What is informed consent and when is it required?
Informed consent is written permission from an individual to allow a government entity to release the individual's private data to another government or non-government entity or person, or to use the individual's private data within the entity in a different way (Minnesota Statutes, section 13.05, subdivision 4).
A government entity must obtain an individual's informed consent in the following situations:
- When the individual asks the entity to release his/her private data to another entity or person
- When the government entity wants to release the individual's private data to another entity or person (government entity created the private data or government entity collected the private data from someone other than the individual)
- When the government entity wants to release the individual's private data to entities or persons other than those listed in the Tennessen warning notice the government entity gave the individual when it collected the data
- When the government entity wants to use the individual's private data in a way that is different than what the government entity explained in the Tennessen warning notice the government entity gave the individual when it collected the data
The informed consent requirements apply to Minnesota government entities subject to the Data Practices Act (Minnesota Statutes, Chapter 13) and, in some cases, to third party contractors (Minnesota Statutes, sections 13.02, subdivision 11; 13.05, subdivision 2; 13.05, subdivision 11).

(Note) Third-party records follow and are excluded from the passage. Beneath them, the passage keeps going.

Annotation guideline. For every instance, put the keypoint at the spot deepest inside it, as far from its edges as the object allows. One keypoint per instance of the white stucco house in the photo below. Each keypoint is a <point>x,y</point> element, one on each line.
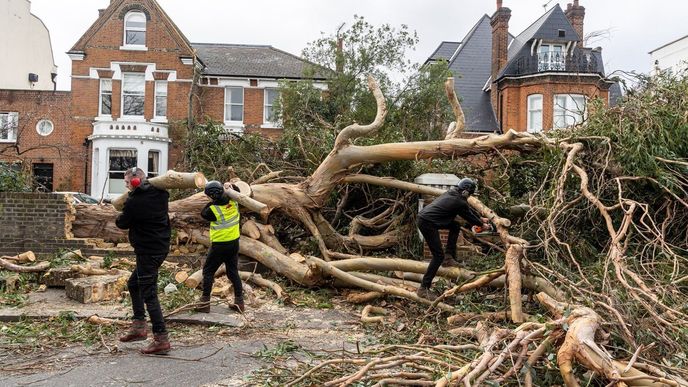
<point>26,54</point>
<point>671,56</point>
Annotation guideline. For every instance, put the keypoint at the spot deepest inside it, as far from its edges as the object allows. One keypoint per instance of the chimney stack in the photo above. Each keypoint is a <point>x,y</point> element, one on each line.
<point>500,38</point>
<point>576,15</point>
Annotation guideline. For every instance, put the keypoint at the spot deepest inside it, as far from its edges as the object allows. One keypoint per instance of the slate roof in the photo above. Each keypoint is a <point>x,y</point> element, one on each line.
<point>444,51</point>
<point>471,67</point>
<point>471,63</point>
<point>261,61</point>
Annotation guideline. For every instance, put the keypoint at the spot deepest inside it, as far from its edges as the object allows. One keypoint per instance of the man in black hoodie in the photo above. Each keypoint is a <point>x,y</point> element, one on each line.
<point>145,214</point>
<point>438,215</point>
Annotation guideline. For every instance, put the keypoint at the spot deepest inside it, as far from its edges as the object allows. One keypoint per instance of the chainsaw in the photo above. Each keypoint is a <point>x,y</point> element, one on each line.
<point>484,231</point>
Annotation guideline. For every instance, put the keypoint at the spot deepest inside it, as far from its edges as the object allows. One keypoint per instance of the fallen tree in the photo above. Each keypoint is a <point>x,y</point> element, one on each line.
<point>592,263</point>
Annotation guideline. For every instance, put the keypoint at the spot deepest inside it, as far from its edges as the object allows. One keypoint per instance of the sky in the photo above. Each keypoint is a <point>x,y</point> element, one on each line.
<point>634,27</point>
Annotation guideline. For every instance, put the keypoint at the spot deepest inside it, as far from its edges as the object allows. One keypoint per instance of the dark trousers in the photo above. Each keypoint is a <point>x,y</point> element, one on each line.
<point>219,253</point>
<point>431,235</point>
<point>143,288</point>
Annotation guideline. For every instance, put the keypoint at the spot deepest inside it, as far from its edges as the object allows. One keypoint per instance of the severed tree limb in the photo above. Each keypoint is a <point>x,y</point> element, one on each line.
<point>330,269</point>
<point>369,310</point>
<point>355,130</point>
<point>97,320</point>
<point>513,279</point>
<point>579,345</point>
<point>41,266</point>
<point>171,179</point>
<point>264,283</point>
<point>460,120</point>
<point>27,256</point>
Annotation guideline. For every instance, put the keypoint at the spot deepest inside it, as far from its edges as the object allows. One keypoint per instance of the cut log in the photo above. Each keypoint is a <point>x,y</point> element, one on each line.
<point>27,256</point>
<point>181,276</point>
<point>96,288</point>
<point>250,203</point>
<point>74,254</point>
<point>369,310</point>
<point>250,229</point>
<point>42,266</point>
<point>57,277</point>
<point>244,187</point>
<point>264,283</point>
<point>513,279</point>
<point>362,298</point>
<point>9,283</point>
<point>267,236</point>
<point>90,270</point>
<point>171,179</point>
<point>97,320</point>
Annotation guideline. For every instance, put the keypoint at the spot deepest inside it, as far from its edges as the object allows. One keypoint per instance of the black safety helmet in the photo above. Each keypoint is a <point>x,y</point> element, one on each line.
<point>214,189</point>
<point>466,186</point>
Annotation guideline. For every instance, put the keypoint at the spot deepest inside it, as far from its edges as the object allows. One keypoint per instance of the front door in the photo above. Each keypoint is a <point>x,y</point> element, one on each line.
<point>43,176</point>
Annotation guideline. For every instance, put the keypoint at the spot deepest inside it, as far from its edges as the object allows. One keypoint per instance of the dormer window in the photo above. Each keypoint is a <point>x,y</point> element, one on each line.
<point>135,29</point>
<point>551,57</point>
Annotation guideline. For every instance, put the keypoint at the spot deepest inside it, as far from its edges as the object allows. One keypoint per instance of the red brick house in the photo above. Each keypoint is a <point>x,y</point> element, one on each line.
<point>134,76</point>
<point>538,80</point>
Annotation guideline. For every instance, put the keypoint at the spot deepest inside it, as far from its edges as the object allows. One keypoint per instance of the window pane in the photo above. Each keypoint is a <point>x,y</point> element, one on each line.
<point>237,95</point>
<point>136,19</point>
<point>271,96</point>
<point>134,83</point>
<point>237,113</point>
<point>153,163</point>
<point>136,37</point>
<point>161,106</point>
<point>269,114</point>
<point>133,105</point>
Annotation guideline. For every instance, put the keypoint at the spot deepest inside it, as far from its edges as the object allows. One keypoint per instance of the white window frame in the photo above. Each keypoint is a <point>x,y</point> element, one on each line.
<point>124,75</point>
<point>100,98</point>
<point>158,94</point>
<point>229,103</point>
<point>570,112</point>
<point>549,64</point>
<point>266,106</point>
<point>11,119</point>
<point>109,171</point>
<point>38,127</point>
<point>155,171</point>
<point>532,109</point>
<point>129,46</point>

For information about informed consent when government is releasing data to an insurer, see Minnesota Statutes, section 13.05, subdivision 4a.
What is valid informed consent?
Minnesota Rules 1205.1400, subpart 3, requires that individuals giving informed consent have sufficient mental capacity to understand the consequences of their decision to give consent. Minnesota Rules 1205.1400, subpart 4, requires that a valid informed consent must:
- Be voluntary and not coerced
- Be in writing*
- Explain why the new use or release is necessary
- Prior to affixing a signature*, include any known consequences for giving informed consent
*Minnesota adopted the Uniform Electronic Transactions Act in 2000, that says:
- If a law requires a record to be in writing, an electronic record satisfies the law.
- If a law requires a signature, an electronic signature satisfies the law.
If the individual is a minor or has a legally appointed guardian, the entity may also need the signature of the individual’s parent or guardian depending on the situation or the entity’s policy.
What is the connection between a Tennessen warning notice and an informed consent?
When a government entity collects private or confidential data from an individual about the individual, the entity must give the individual a Tennessen warning notice (Minnesota Statutes, section 13.04, subdivision 2). The Tennessen warning notice must include how the entity intends to use the data and which outside entities or persons are authorized to have the data. Once the entity gives the notice, the entity may use or release the data in the ways described in the notice.
After giving a Tennessen warning and collecting private data from an individual, a government entity may wish to use the data differently than it described, or may wish to release the data to an outside entity (government or non-government) or person other than it described. In either of these situations, the government entity would need to obtain informed consent from the individual.